Watching the basketball game tonight at halftime they discussed the death of Kenny Smith's (tv broadcaster on the NBA shows) mother. Ernie Johnson had asked Kenny what he'd like for him to say about her on the show tonight.

Here's part of it:

Her unconditional belief in me always gave me confidence. You wanna be class president? You can. Wanna make As in school? You should, you have all the tools. NBA? No problem.

She was at every event, every game, and every moment. More importantly, on her passing, she made me feel alive. Our talks made me excited and grateful and want to conquer and move forward. I will always keep that and promise to stay alive and give that to my wonderful wife and children, relatives and friends in her honor.

I hope when I’m around you or anyone from this point on, I make them feel the same way she made me feel every day: alive. Thank you, mom.​

That speaks to the topic of this thread far better than anything I could think to say. I will try to make those around me feel alive, as alive as I feel every day. In tribute to his mom, no tears but :dance::dance::dance:
 
Enough of the yelling as well as the attitude that just because things worked out for you that somehow requires no empathy for those not as lucky. See, unlike you, I don't attribute my success to working harder or being smarter than others, just being more fortunate and luckier. I've spent time talking to those less fortunate including those at the homeless shelter, those using the soup kitchen and battered women seeking shelter. You're proof it's possible to be successful as is my wife, but not proof that those who aren't successful are somehow lesser beings or less deserving. I know 9 out of 10 who grew up with lives like my wife had as a child suffered abuse and failed to ever escape that world. Now, back to the topic, not your rant about those less fortunate than you.

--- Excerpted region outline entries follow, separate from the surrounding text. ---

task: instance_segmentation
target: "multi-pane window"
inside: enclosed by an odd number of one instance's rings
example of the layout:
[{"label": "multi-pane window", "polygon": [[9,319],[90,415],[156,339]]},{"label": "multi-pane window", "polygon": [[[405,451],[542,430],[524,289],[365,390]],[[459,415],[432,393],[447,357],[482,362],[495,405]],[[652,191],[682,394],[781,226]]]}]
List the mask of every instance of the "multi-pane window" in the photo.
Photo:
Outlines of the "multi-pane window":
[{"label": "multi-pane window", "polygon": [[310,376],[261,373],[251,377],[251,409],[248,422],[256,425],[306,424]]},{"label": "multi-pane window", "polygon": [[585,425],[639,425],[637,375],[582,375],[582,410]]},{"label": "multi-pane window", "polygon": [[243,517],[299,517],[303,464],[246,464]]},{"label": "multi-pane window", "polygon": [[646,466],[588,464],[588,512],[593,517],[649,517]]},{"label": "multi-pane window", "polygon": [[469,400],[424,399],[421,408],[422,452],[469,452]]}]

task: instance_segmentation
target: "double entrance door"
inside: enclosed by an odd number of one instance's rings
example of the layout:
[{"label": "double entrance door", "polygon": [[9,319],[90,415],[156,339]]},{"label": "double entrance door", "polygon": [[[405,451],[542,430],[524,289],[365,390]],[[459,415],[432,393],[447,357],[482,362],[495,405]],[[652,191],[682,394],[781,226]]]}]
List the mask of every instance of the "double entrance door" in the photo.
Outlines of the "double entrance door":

Very well said. I realize I got a leg up on most folks by being born at the right time and having the right parents. Seriously most of my success can be attributed to luck-- I happened to be in the right place at the right time, and I made a few good decisions. That's it.

If more people realized this and actually helped others who were not as fortunate instead of telling them to PULL THEMSELVES UP BY THEIR BOOTSTRAPS!, the world would be a much better place, imo.
 
If more people realized this and actually helped others who were not as fortunate instead of telling them to PULL THEMSELVES UP BY THEIR BOOTSTRAPS!, the world would be a much better place, imo.

My Mother-in-law did a great thing a while back. She got a call from an overseas phone scam and instead of just hanging up or yelling at the guy, she engaged him in conversation and asked him some questions.

Why was he doing this work? Did his mother know what he did for a job? Didn't he know he was hurting innocent people? Did he have pride in his job, etc.

She got a call back from him about a month later. He thanked her for changing his life and said that he had gotten a better job at a bank.

When you think about it, that simple act didn't change just his life, but everyone he will know for the rest of his life. Pretty cool.

Mysteriously, she hasn't received a phone scam call since.